L’Exigence n° 2.5 de la Norme ITIE (2016) traite de la propriété réelle.

« Les informations relatives à la propriété réelle permettent aux Nigérians de dévoiler les cas de corruption et de népotisme dans le processus d’acquisition. En plus de demander aux entreprises de divulguer volontairement des informations sur leur structure de propriété, en identifiant notamment toutes les personnes politiquement exposées, l’ITIE Nigéria a aussi mis en place un mécanisme qui lui permettra de saisir la propriété des puits cédés, des détenteurs de licences, des titulaires de concessions et des entreprises qui soumissionnent pour l’obtention de contrats extractifs. En bref, la propriété réelle dans le secteur extractif au Nigéria commence à gratter là où ça démange. »
Secrétariat de l'ITIE Nigéria

Le défi de la propriété secrète

Les projets pétroliers, gaziers et miniers peuvent rapporter des bénéfices considérables aux entreprises extractives et aux gouvernements.
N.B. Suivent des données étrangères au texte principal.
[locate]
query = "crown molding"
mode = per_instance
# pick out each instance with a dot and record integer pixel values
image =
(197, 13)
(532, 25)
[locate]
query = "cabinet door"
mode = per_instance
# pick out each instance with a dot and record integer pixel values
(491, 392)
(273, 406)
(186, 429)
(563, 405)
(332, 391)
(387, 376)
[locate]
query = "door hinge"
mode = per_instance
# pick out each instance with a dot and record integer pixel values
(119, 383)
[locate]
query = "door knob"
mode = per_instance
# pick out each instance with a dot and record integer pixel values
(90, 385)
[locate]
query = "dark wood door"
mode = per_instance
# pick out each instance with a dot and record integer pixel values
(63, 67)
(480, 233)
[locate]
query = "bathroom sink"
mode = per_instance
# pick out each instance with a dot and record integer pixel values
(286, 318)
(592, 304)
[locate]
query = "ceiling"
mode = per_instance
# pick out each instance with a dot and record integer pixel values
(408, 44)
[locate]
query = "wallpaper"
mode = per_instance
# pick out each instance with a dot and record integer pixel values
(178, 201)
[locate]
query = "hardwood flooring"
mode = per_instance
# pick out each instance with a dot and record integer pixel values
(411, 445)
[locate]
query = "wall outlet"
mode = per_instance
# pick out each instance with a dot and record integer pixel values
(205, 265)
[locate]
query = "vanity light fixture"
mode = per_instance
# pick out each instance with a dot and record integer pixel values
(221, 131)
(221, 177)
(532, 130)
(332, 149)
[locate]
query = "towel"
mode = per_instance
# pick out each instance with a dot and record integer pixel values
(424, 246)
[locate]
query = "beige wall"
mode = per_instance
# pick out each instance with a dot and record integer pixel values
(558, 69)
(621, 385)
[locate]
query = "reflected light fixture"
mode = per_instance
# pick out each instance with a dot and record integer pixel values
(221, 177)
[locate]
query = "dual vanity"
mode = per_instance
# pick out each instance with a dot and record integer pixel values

De tels projets sont souvent menés par des entreprises responsables, dotées de la capacité technique et financière requise. Toutefois, l’expérience a malheureusement aussi montré que dans de nombreux cas, en particulier là où la gouvernance est faible, les droits d’extraction du pétrole et des minéraux peuvent être octroyés à des entreprises qui ne possèdent pas de telles compétences. Celles-ci ont parfois accès à des projets extractifs lucratifs parce que leurs propriétaires ont des relations politiques ou bien parce qu’ils sont prêts à conclure des marchés douteux qui visent à générer des profits rapides pour quelques personnes plutôt que pour l’ensemble de la société. Des infractions présumées ou avérées peuvent entraîner la dévaluation d’autres actifs extractifs et décourager l’investissement général dans les pays riches en ressources naturelles. Les sociétés anonymes compliquent la lutte contre le blanchiment d’argent et la corruption, car elles permettent aux auteurs d’infractions de se dissimuler derrière une chaîne d’entreprises, qui sont souvent enregistrées dans plusieurs pays différents.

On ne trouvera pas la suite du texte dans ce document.